Mr. S. Farkash is also partially incorrect in his Jan. 20 letter to the Observer. Hydraulic fracturing has never been a “drilling process,” vertical nor horizontal — it is only a small but an important part of the “completion process.” The two processes are connected (first a well is drilled and then it is completed) but they are distinctly different in time and substance and equipment on location.

Hydraulic fracturing was developed by Standard of Indiana sub Stanolind Oil (now a part of BP) in their research lab in Tulsa Oklahoma in the late 1940s. It was developed in answer to a national need to better exploit oil and gas reserves from existing domestic reservoirs that had been over-produced in response to the World War II war effort.

This over-production resulted in a major potential for reduced ultimate recovery because of depleted reservoir pressures required to move hydrocarbons to the producing well bores.

The field testing was done in southwest Kansas Hugton gas field and in southwest Oklahoma oil fields. The testing was done by Halliburton in conjunction with Stanolind supervisory (my father included) and field personnel, all on existing vertical wells.

No drilling involved.

Since then, there has been a magnitude of improvements to the process. Some improvements have allowed the extension of its use to existing horizontal and S-curve well bores. The ability to increase the recovery of domestic in-ground reserves through the use of hydraulic fracturing has been of significant importance to the world and especially in our USA, as we know and enjoy it.

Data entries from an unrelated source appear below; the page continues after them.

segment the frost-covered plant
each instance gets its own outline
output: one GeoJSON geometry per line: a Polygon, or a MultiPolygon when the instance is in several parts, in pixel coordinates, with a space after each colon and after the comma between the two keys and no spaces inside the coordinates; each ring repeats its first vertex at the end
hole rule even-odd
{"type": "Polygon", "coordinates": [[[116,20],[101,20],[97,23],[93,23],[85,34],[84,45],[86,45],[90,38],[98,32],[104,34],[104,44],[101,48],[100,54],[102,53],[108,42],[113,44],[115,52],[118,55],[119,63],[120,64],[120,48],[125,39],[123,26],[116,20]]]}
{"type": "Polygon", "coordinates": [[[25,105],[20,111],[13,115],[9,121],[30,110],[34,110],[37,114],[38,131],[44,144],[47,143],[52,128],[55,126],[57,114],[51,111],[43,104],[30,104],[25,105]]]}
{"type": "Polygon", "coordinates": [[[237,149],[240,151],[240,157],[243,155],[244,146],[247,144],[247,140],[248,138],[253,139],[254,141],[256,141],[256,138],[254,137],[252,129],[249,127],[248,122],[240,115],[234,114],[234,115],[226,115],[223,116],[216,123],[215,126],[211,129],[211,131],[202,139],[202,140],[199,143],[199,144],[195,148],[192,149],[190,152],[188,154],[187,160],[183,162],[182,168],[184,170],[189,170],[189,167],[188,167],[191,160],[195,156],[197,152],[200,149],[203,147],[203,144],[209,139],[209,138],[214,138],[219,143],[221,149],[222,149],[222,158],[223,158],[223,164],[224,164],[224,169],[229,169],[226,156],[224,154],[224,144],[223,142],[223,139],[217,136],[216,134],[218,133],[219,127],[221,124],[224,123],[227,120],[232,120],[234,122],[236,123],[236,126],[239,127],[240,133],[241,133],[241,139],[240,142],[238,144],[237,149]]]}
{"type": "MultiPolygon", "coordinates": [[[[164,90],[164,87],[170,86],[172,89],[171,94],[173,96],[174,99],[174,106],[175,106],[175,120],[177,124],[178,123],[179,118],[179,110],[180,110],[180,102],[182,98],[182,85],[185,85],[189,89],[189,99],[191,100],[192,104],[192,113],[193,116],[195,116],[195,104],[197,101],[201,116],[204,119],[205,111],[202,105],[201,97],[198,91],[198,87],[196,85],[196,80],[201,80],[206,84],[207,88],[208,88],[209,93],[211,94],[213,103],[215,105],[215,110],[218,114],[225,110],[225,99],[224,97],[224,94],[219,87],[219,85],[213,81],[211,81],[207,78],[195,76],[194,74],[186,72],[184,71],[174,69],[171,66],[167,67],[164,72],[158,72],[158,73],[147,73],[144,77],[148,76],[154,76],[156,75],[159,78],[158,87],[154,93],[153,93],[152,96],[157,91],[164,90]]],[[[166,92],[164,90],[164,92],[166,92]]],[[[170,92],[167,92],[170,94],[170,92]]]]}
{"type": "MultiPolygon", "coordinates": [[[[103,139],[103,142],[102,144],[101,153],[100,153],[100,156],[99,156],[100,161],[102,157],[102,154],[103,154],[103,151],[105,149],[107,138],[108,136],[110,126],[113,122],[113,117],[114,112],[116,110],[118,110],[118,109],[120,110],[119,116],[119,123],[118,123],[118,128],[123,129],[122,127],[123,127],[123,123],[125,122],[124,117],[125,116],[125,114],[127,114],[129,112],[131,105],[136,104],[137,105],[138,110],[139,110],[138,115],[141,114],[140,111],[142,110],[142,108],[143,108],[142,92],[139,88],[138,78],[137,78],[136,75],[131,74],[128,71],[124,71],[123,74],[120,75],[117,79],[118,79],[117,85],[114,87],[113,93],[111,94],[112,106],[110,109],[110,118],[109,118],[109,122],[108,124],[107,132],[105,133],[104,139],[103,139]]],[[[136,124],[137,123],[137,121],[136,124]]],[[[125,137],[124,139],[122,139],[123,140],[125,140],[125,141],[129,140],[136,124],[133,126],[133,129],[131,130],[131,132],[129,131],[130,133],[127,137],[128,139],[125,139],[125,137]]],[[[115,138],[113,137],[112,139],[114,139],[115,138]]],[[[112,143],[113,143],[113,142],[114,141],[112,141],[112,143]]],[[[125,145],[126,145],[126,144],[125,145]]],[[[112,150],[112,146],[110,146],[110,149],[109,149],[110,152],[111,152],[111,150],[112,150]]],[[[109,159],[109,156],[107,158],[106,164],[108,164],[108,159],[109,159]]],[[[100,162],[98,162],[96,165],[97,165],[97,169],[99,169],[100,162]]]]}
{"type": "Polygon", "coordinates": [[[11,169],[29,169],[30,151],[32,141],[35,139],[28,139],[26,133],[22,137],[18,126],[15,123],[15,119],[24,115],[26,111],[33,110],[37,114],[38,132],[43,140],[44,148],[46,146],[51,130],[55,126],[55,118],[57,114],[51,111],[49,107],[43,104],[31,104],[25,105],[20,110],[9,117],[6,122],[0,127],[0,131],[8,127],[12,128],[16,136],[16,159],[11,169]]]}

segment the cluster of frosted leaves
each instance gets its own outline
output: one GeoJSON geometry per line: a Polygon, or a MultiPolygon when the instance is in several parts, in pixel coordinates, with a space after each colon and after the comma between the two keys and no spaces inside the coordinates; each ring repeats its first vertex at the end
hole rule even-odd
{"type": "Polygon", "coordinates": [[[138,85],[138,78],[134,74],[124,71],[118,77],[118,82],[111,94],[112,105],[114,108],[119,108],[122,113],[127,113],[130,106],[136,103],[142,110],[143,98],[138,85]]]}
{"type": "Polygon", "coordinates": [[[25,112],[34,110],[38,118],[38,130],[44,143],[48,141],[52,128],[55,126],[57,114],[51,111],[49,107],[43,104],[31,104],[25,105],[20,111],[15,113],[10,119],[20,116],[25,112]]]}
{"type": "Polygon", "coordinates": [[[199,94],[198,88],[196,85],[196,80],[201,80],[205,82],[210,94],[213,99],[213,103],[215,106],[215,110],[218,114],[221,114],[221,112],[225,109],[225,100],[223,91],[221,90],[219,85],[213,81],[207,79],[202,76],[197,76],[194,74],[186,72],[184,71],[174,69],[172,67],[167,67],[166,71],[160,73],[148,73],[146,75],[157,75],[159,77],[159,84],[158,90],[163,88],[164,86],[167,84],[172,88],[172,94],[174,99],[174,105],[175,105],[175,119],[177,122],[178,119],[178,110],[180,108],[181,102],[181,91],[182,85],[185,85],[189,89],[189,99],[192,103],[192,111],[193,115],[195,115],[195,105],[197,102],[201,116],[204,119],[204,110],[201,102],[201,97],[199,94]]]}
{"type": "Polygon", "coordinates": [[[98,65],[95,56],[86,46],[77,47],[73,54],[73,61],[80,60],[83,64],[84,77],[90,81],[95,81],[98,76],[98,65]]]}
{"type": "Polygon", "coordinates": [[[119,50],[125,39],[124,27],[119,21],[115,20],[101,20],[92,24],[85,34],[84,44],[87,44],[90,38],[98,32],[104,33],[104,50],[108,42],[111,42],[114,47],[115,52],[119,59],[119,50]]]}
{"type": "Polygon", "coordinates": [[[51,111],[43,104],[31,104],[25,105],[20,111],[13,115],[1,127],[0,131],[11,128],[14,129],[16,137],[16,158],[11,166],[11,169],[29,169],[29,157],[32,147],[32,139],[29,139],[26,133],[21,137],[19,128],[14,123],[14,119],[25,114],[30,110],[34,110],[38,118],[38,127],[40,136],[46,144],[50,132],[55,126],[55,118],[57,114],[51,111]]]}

As for drilling new wells in the Sandoval County part of the greater Albuquerque Basin: The recent published work by the experts in Socorro confirmed and supported past geological studies that there is no realistic economic potential for development of hydrocarbons. Based on this as a retired petroleum engineer, I see no reasonable justification for new drilling in this area to develop hydrocarbons.

The data would be nice, but the social and community costs far outweigh the potential information, in my opinion.